Coordinating syncoid pull jobs from multiple systems

lipton_tea · July 12, 2023, 12:28am

I’m probably thinking about this the wrong way so hopefully someone help me think about the problem differently.

I’ve got one source server running sanoid and two servers that pull data from the source. Both destination servers have a dataset that they pull in common.

Given the method recommended is cron to run syncoid jobs, how would you go about running the jobs such that they can run either A) simultaneously, B) in such a way they don’t interfere with each other, C) at least that the weekly one will retry in a couple hours if it fails.

One destination server is set to run every 4 hours and the other weekly.
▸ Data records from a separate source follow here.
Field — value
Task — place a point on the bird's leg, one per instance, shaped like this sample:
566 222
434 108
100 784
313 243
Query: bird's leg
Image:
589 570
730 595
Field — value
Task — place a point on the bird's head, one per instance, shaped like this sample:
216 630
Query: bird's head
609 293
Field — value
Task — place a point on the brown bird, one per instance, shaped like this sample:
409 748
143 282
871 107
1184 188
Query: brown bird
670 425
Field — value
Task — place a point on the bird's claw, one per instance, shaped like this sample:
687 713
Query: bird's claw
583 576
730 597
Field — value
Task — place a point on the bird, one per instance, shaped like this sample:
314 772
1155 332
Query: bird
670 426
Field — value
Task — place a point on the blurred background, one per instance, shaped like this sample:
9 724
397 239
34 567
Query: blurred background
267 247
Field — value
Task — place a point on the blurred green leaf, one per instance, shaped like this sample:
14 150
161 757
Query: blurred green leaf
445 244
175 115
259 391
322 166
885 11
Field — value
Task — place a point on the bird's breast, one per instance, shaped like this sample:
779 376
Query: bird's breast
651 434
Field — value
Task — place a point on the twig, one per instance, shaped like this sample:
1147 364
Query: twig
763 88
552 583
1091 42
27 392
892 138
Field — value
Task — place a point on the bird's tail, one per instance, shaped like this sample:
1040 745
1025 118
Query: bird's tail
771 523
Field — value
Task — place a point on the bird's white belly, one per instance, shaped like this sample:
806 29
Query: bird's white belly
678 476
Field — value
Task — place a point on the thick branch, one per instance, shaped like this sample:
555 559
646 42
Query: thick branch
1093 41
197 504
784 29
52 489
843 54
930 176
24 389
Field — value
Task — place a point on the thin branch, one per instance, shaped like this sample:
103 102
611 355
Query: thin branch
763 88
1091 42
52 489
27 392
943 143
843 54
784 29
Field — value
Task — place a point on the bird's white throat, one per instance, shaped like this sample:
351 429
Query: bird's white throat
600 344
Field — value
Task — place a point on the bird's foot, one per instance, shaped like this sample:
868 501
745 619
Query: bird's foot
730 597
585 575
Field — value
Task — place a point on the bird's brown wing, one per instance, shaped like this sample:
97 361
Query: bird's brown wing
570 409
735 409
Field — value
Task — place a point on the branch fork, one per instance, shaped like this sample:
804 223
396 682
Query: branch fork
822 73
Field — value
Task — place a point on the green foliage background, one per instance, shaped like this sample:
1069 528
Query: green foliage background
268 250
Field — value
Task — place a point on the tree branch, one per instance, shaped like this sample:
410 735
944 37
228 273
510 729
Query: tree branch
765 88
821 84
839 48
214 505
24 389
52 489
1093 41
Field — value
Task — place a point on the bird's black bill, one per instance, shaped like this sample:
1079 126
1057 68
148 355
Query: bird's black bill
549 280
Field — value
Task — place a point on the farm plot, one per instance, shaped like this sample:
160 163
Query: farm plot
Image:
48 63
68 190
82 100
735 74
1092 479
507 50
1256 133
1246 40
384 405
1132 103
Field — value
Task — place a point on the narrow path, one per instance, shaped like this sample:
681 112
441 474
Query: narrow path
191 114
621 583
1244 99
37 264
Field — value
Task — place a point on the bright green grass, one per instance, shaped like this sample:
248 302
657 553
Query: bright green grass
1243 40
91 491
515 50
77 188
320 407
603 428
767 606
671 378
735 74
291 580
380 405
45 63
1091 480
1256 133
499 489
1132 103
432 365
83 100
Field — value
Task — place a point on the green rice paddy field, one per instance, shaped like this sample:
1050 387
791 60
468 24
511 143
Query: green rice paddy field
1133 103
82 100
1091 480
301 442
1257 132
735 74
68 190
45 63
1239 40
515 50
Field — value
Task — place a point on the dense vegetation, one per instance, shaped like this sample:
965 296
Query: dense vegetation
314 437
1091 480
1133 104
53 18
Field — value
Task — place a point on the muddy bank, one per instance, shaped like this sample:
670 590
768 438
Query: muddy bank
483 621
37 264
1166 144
For example I get these cron messages on the regular

cannot receive incremental stream: most recent snapshot of <parentdataset> does not match incremental source
CRITICAL ERROR: ssh -i  path/to/identity -S /tmp/syncoid-user@<ipaddress>-1689112885
    [user@<ipaddress>(mailto:<mailtoinfo> 'zfs send -w -I '"'"'tank/vault 
    /video'"'"'@'"'"'autosnap_2023-07-11_18:00:05_hourly'"'"'  \
    '"'"'<parentdataset>'"'"'@'"'"'autosnap_2023-07-11_22:00:08_hourly'"'"' \
    | lzop | mbuffer -q -s 128k -m 16M 2>/dev/null' | mbuffer -q -s 128k -m 16M 2>/dev/null \
    | lzop -dfc | zfs receive -s -F '<parentdataset>' 2>&1 failed: 256 at /usr/sbin/syncoid line 817. 
Cannot sync now: <childdataset1> is already target of a zfs receive process. 
Cannot sync now: <childdataset2> is already target of a zfs receive process. 
Cannot sync now: <childdataset3> is already target of a zfs receive process.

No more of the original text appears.